Kroeber, Theodora. Ishi, Last of His Tribe. New York, NY: Bantam; 1973. 208 pages. (secondary).
This fictional story is based on the life of Ishi, a Yana of Northern California. Born in the early 1860s, Ishi was found as the last survivor of his people in 1911; he died in 1916 at the Museum of Anthropology, University of California, where he had lived since the time he was found. The book "tries to look back on Ishi's life, on the old Yahi world, and the world of the white man as seen through Ishi's eyes." Includes a short glossary of Yana words.
Petersen, David. Ishi: The Last of His People. Chicago, IL: Children's Press; 1991. 31 pages. (elementary).
Written for young readers, this short book recounts the life of Ishi, last survivor of a small band of Yana in California. Based entirely on Theodora Kroeber's biography Ishi In Two Worlds, this book is illustrated with black-and-white archival photographs. Index.
Miller, Virginia. UKOMNO'M: The Yuki Indians of Northern California. Socorro, NM: Baloney Press; 1979. 108 pages. (Lowell, John Bean and Thomas C. Blackburn, eds. Baloney Press Anthropological Papers #14). (secondary).

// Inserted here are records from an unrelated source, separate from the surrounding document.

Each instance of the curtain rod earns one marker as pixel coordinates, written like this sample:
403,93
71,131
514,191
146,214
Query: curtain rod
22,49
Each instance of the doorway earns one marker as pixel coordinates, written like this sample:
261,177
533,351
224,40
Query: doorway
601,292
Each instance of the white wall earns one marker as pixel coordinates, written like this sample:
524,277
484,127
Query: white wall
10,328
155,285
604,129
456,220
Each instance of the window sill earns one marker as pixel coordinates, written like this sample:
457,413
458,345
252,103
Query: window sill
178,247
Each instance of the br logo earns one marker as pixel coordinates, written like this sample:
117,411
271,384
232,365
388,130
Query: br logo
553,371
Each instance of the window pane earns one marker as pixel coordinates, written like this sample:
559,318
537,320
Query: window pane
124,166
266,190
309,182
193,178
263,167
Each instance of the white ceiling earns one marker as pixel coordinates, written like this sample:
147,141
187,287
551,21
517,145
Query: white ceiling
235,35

An account of Yuki ethnohistory deals with prehistory and the early post-Contact period, revealing a "campaign of intense genocide waged against a tribe by a handful of whites who wanted the Indians' mountainous homeland for stockraising." The author documents the decimation of the tribe while interpreting the relationship between the Yuki and the settlers as "two entirely opposing ways of life and value systems...vying for the same territory which each would exploit in a different way." Illustrated with black-and-white archival photographs.
Patterson, Victoria; Barney, DeAnna; Lincoln, Les; Willits, Skip, eds. The Singing Feather: Tribal Remembrances from Round Valley. Ukiah, CA: Mendocino Co. Library; 1990. 103 pages. (upper elementary/secondary) *.
A delightful collection of interviews with members of the Covelo Indian Community as part of the Round Valley Oral History Project. When the Round Valley Library Project was funded to create a library in Round Valley, Mendocino County, California, the community expressed interest in including oral history records in the new library: "...they wanted their children and the larger community to know something true about Indian life on the reservation." These interviews, along with a history of Round Valley and the Round Valley Reservation, are interspersed with historical and contemporary black-and-white photographs of the community and the people. Includes an introduction and brief biographies on the Native Round Valley interviewers.